According to him, an uptick in the economy, higher disposable income and a young population have been drivers for the expansion of the brand. Westside competes with the likes of H&M and Forever 21 in the apparels, clothing and accessories space.

Westside’s revenues grew 20 per cent year-on-year (YoY) in FY18 on the back of accelerated network augmentation, whereas like-to-like growth was 9 per cent. With no deep discounting and a focus on private labels, Trent intends to leverage its tight control over the supply chain to benefit Westside in the long run.
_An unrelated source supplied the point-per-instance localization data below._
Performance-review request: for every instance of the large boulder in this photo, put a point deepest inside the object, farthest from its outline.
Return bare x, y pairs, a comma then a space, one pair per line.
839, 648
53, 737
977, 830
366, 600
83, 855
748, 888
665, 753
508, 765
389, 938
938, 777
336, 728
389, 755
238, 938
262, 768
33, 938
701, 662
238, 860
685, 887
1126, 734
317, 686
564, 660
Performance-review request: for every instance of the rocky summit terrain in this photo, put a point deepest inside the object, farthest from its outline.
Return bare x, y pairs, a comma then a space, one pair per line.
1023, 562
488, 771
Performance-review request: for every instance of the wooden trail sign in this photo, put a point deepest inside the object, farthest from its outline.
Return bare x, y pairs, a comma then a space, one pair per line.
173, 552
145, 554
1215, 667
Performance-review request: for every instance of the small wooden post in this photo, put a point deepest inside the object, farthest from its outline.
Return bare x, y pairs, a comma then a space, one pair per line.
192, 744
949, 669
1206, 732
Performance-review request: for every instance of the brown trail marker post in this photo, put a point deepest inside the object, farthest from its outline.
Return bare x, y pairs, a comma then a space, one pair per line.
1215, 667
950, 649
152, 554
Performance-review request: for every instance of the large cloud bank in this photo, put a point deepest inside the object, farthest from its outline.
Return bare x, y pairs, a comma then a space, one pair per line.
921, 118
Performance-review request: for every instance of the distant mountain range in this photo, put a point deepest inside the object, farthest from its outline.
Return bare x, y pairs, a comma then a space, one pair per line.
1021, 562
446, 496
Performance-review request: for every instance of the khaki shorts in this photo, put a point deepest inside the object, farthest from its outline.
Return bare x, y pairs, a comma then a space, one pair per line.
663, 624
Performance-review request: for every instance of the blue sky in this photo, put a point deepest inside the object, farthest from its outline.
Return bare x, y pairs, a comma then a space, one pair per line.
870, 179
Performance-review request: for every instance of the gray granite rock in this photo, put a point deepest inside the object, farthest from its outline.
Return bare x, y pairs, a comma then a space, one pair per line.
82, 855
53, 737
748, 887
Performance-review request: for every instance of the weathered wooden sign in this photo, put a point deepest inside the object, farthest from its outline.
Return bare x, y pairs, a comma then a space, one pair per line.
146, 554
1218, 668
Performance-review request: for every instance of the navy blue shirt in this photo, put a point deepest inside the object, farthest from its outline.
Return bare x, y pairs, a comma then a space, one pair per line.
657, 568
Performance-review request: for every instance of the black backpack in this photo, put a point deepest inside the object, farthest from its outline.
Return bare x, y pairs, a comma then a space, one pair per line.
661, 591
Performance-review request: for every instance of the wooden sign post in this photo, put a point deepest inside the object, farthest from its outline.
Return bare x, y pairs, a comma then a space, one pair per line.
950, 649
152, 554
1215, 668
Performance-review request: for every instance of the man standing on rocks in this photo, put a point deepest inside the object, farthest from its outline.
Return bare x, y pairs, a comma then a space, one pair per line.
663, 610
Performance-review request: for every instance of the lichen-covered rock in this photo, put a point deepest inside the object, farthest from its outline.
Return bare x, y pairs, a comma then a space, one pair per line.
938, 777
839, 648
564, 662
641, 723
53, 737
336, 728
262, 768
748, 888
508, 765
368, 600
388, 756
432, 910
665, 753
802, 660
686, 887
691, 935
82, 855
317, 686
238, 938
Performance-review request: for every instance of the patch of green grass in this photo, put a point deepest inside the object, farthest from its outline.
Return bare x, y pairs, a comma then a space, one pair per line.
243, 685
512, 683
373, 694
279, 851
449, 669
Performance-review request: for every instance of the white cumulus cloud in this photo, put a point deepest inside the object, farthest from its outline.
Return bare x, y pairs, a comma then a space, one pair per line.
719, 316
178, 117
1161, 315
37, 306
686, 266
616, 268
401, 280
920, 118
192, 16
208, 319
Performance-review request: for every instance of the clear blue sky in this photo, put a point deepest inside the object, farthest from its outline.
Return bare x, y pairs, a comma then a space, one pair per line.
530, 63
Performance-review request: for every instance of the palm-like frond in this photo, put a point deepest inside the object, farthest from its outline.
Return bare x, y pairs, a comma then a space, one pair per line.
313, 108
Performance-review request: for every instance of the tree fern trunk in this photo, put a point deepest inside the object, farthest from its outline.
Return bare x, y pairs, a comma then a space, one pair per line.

The standalone revenues, the majority of which is contributed by Westside, saw a 19 per cent year-on-year jump to ₹2,109 for FY18, while net profit saw a 9 per cent Y-o-Y growth to ₹117 crore.

On a consolidated basis (whilch include all the JVs that Trent has with the likes of Tesco, Zara, among others), Trent saw its total revenue increase by 18 per cent to ₹2,202 crore in FY18 against ₹1,873 crore in FY17. Net profit stood at ₹87 crore.

Landmark, which sells toys, stationery, books, technology and sport goods, has been doing well and is breaking even at a store-level. However, there are no immediate plans to expand the format. Zudio, the value format fashion brand that is into apparel, footwear and home accessories, will also be expanded.